Apa makna Manunggaling Kawula Gusti?

manunggaling

Apa makna Manunggaling Kawula Gusti ?

Manunggaling kawula Gusti adalah keadaan saat manusia sebagai makhluk dapat bersatu dengan Tuhannya atau Khaliknya (Marsono, 1991). Manunggaling kawula Gusti merupakan cita-cita hidup yang harus dicapai oleh manusia (Simuh, 1988).

Dalam manunggaling kawula Gusti, terdapat paham bahwa manusia dan Tuhan tidak memiliki perbedaan. Manusia merupakan aspek lahir dari Tuhan. Paham itu disebut monisme, yaitu suatu paham yang memandang bahwa alam semesta beserta manusia adalah aspek lahir dari suatu hakikat yang tunggal, yaitu Tuhan (Simuh, 1988).

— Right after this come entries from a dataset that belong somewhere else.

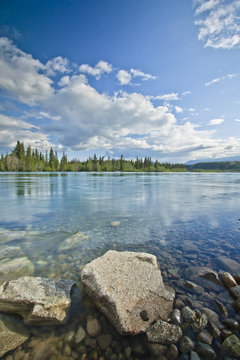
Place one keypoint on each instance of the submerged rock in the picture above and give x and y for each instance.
(228, 280)
(164, 333)
(72, 242)
(123, 285)
(13, 269)
(9, 252)
(38, 300)
(228, 264)
(232, 345)
(12, 333)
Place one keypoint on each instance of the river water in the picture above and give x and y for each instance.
(183, 218)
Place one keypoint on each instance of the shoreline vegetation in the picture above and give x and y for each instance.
(23, 159)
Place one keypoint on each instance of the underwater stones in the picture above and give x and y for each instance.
(228, 280)
(232, 345)
(38, 300)
(123, 284)
(164, 333)
(12, 333)
(72, 242)
(228, 264)
(205, 351)
(93, 327)
(13, 269)
(195, 319)
(9, 252)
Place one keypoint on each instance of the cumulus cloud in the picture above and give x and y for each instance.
(13, 129)
(125, 77)
(216, 121)
(178, 109)
(57, 64)
(100, 68)
(82, 118)
(186, 93)
(21, 76)
(219, 23)
(166, 97)
(216, 80)
(141, 74)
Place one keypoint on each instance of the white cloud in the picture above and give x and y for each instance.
(186, 93)
(13, 129)
(206, 5)
(178, 109)
(166, 97)
(57, 64)
(124, 77)
(216, 80)
(219, 23)
(100, 68)
(141, 74)
(20, 75)
(216, 121)
(82, 118)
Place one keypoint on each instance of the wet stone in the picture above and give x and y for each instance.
(188, 314)
(228, 264)
(194, 356)
(226, 333)
(236, 305)
(93, 327)
(194, 287)
(157, 349)
(186, 345)
(235, 291)
(232, 345)
(215, 331)
(104, 341)
(80, 335)
(228, 280)
(222, 309)
(231, 323)
(205, 337)
(205, 351)
(164, 333)
(144, 315)
(172, 352)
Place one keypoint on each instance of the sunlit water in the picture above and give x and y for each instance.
(167, 214)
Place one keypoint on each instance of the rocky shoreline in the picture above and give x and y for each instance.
(200, 321)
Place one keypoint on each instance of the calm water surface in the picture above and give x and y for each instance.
(154, 210)
(185, 219)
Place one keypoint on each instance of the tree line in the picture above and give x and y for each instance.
(24, 158)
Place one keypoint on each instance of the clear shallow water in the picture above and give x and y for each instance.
(153, 209)
(185, 219)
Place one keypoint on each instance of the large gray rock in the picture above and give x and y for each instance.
(12, 333)
(13, 269)
(10, 252)
(38, 300)
(72, 242)
(164, 333)
(128, 288)
(228, 264)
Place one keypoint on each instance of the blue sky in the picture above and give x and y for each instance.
(133, 77)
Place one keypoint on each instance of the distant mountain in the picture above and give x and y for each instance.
(192, 162)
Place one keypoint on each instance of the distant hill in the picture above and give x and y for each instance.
(233, 158)
(215, 166)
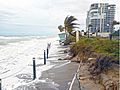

Hal tersebut diperkuat oleh Sangidu (2002) yang mengemukakan bahwa sesungguhnya alam semesta beserta seisinya, termasuk manusia merupakan pertunjukan, sedangkan yang dipertunjukkan adalah manifestasi Tuhan.

Dalam manunggaling kawula Gusti, manusia sejatinya kosong. Zoetmulder (1991) dalam menjelaskan tentang ajaran Imam Al-Ghazali sebagai sufi adalah bahwa makhluk tidak memiliki sesuatu sebagai cirinya yang khas kecuali ketiadaan. Selain itu, manusia tidak memiliki gerak dan perbuatan karena Tuhan yang menggerakan manusia. Hal tersebut diperkuat oleh Zoetmulder (1991) yang menyatakan bahwa Tuhan satu-satunya penggerak yang ada.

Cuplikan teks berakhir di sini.